The NMSU Regents have embarked upon a listening tour to obtain the views of interested citizens about the characteristics desired in the next NMSU president. They appear perfectly serious about this undertaking, but they cannot be taken seriously. The sole but conclusive piece of evidence is their payment of nearly half a million dollars in hush money to the previous President, Barbara Couture, who, they claim, resigned on her initiative and from whom the public has heard nothing.
From these facts follow three inferences. One, the Regents have used (and will continue to use) public money for the political purposes of preventing embarrassment from the exposure of unsound or unsavory university policies and practices. Otherwise, they would have invited President Couture’s views of important university issues as the interim President has invited such views from Executive Vice President and Provost, Wendy Wilkins, who did resign on her initiative.
Two, by paying for Couture’s silence, the Regents prevented the public from acquiring a better-informed understanding of the problems—educational, administrative, financial, personnel—which the next president will face, and, thus, of the qualifications which the next president should have to address them. In other words, the Regents are pretending to seek advice the value of which they have diminished by denying the public pertinent information.

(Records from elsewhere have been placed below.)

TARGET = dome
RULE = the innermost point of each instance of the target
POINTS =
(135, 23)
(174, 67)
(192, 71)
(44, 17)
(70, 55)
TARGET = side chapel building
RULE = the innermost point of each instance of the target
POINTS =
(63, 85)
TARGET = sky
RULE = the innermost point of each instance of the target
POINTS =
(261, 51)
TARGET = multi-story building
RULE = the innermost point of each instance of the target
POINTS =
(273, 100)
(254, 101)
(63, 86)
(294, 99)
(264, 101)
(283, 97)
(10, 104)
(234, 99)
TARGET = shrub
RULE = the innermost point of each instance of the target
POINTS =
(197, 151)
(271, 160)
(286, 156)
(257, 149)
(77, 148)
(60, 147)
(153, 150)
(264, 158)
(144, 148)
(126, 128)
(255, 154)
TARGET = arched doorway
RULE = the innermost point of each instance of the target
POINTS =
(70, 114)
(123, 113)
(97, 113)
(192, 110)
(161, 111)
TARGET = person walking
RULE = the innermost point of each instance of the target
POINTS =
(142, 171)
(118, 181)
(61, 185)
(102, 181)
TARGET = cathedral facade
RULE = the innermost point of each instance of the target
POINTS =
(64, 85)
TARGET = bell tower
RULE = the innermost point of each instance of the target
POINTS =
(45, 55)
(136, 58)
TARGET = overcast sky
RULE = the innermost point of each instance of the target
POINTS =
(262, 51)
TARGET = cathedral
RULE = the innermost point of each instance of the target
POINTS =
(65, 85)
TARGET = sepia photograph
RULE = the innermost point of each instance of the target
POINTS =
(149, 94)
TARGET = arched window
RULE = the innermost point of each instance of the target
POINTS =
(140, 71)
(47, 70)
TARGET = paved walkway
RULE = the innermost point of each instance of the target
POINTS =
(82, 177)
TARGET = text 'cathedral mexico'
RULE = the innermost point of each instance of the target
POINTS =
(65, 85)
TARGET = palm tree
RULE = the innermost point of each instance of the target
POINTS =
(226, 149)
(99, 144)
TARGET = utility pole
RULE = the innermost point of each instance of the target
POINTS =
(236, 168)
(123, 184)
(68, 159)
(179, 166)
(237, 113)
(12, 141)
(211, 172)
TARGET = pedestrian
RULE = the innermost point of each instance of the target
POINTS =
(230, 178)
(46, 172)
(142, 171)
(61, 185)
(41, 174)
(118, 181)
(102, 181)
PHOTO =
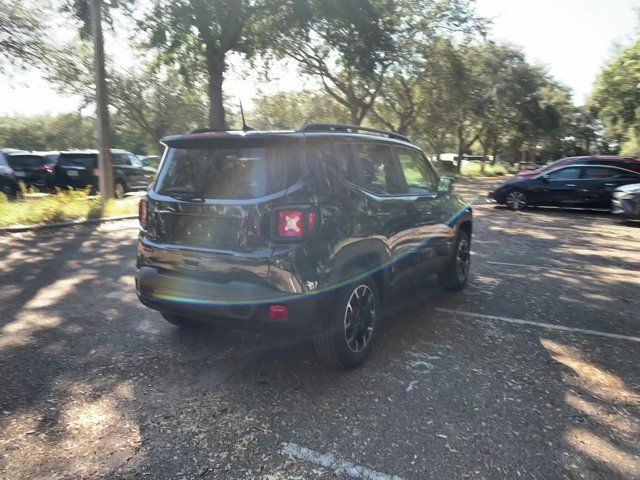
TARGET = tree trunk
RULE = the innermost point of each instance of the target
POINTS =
(215, 67)
(105, 178)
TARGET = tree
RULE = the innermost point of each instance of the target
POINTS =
(198, 36)
(22, 34)
(291, 110)
(616, 99)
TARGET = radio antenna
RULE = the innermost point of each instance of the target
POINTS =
(245, 127)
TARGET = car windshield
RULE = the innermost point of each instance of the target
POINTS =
(229, 173)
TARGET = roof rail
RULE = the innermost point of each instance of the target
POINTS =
(338, 127)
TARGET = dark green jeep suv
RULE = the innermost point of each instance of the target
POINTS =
(311, 231)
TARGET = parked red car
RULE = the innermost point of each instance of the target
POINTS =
(630, 163)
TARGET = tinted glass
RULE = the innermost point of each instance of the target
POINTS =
(565, 174)
(26, 161)
(230, 173)
(418, 174)
(377, 168)
(78, 160)
(594, 172)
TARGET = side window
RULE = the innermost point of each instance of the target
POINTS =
(599, 172)
(570, 173)
(119, 159)
(418, 174)
(377, 169)
(134, 160)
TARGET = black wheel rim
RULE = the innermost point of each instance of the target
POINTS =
(463, 259)
(516, 200)
(359, 318)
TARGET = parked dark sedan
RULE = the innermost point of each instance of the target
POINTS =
(626, 201)
(581, 186)
(33, 169)
(79, 169)
(8, 183)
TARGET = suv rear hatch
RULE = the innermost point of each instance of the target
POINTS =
(213, 201)
(77, 168)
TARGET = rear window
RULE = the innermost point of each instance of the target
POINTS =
(26, 161)
(87, 161)
(230, 173)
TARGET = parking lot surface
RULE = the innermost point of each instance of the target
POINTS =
(533, 371)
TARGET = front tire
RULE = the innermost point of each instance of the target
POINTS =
(516, 200)
(456, 275)
(345, 341)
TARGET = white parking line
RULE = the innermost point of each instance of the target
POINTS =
(618, 271)
(552, 326)
(338, 466)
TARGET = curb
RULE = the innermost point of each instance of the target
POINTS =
(44, 226)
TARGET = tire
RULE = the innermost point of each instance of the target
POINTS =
(182, 322)
(355, 315)
(119, 189)
(516, 200)
(456, 275)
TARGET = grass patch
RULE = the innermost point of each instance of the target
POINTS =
(61, 207)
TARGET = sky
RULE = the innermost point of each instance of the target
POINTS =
(573, 38)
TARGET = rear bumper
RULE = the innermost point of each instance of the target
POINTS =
(625, 208)
(240, 304)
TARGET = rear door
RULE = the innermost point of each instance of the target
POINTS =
(600, 182)
(386, 212)
(563, 187)
(432, 235)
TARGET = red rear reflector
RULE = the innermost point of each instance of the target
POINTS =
(290, 223)
(142, 212)
(278, 312)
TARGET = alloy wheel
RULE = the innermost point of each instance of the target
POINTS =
(359, 318)
(463, 259)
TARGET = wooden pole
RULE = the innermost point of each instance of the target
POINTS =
(102, 104)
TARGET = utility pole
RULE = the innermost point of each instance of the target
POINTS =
(102, 103)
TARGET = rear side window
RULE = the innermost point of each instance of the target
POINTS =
(26, 161)
(418, 174)
(596, 172)
(230, 173)
(79, 160)
(378, 172)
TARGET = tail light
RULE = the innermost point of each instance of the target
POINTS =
(293, 223)
(142, 212)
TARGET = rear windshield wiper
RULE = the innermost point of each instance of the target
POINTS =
(187, 193)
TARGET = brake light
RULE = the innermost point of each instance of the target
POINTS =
(142, 212)
(290, 223)
(294, 223)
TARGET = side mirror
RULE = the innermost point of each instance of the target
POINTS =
(446, 184)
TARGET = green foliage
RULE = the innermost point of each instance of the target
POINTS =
(65, 205)
(291, 110)
(616, 99)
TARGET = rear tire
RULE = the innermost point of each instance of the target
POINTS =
(345, 340)
(456, 275)
(182, 322)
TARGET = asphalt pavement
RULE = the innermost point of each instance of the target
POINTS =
(531, 372)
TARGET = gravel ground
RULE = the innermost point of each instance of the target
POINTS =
(94, 385)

Three, by thus diminishing the likelihood of pertinent advice from the public, the Regents have enhanced their opportunities to select someone less prepared to address NMSU problems and more prone to comply with guidance from themselves and the powers-that-be to whom they really listen. Their appearance of openness—the vogue word is “transparency”—is really their cloak for continued secrecy and intrigue in the conduct of the university’s affairs, including the choice of the next NMSU president.
The qualifications which the Regents and their advisors in the senior staff desire in the next NMSU president will be those appropriate to puppets. When new to the job, Couture probably acceded to the advice of Ben Woods and Bruce Kite and even, though unwisely, made Woods her Chief of Staff. Their interests have not been in Couture’s or NMSU’s success, but theirs to wield power in the university and the community. Later, as she attempted to improve NMSU’s performance of its fundamental land-grant missions: teaching, research, and service, Couture increasingly struggled against their efforts to control her. Meanwhile, they betrayed her by encouraging discontent among prima donors and athletic supporters (pun and double entendre intended).
Under the circumstances, we need to look at the NMSU Regents, who, though devoid of educational expertise or commitment, are appointed because they are compliant and complaisant. Their willingness to do the Governor’s bidding and eagerness to please the Governor by avoiding anything controversial, even if meritorious, portends no good for NMSU. So, after sitting through hours of public testimony giving them interesting but inconsistent recommendations across the board, they will have the freedom to decide as they always intended but to justify their decisions by reference to compatible comments.
The Regents know, or should know, what qualifications which NMSU requires in its next president. The question is why they do not state those requisite qualifications and launch a search for suitable candidates. The answer is that they would reveal either their incomprehension of NMSU’s real needs or their concern that an impressively qualified candidate would not tolerate direction by the powers-that-be. Otherwise, they would declare that NMSU needs a president who, unlike recent ones, has the essentials of strong leadership suitable for a major state university.
NMSU’s next president should be (1) a nationally recognized, distinguished scholar who can command the respect of the university community (the Governor and state legislators must learn to appreciate someone of academic distinction, managerial competence, and strength of character and conviction); and have (2) a solid record of commitment to excellence in the missions of land-grant universities, (3) a cogent, compelling, and communicable long-term vision, goals, and objectives suitable to NMSU, (4) a strong record of effective managerial or administrative experience at senior levels in higher education, and (5) fluency in Spanish.
In addition, the next president should understand the need to educate the Regents to their responsibilities in supporting their choice; to encourage intra-college, intra-department, and inter-disciplinary cooperation; and to inform the public about NMSU’s problems, challenges, undertakings, and achievements. He or she should insist on the authority to hire, re-assign, or fire senior administrative and academic personnel on the basis of their performance in support of his or her vision, goals, and objectives for NMSU. He or she should have unqualified support in dealing with donors and ancillary programs like athletics to ensure their support of NMSU’s land-grant missions. Anything else means a repetition of the insiders-rule approach to university governance.
The Regents’ recent performance, now extended to this charade, forebodes their selection of another NMSU president unable to advance, or prevented from advancing, its core missions.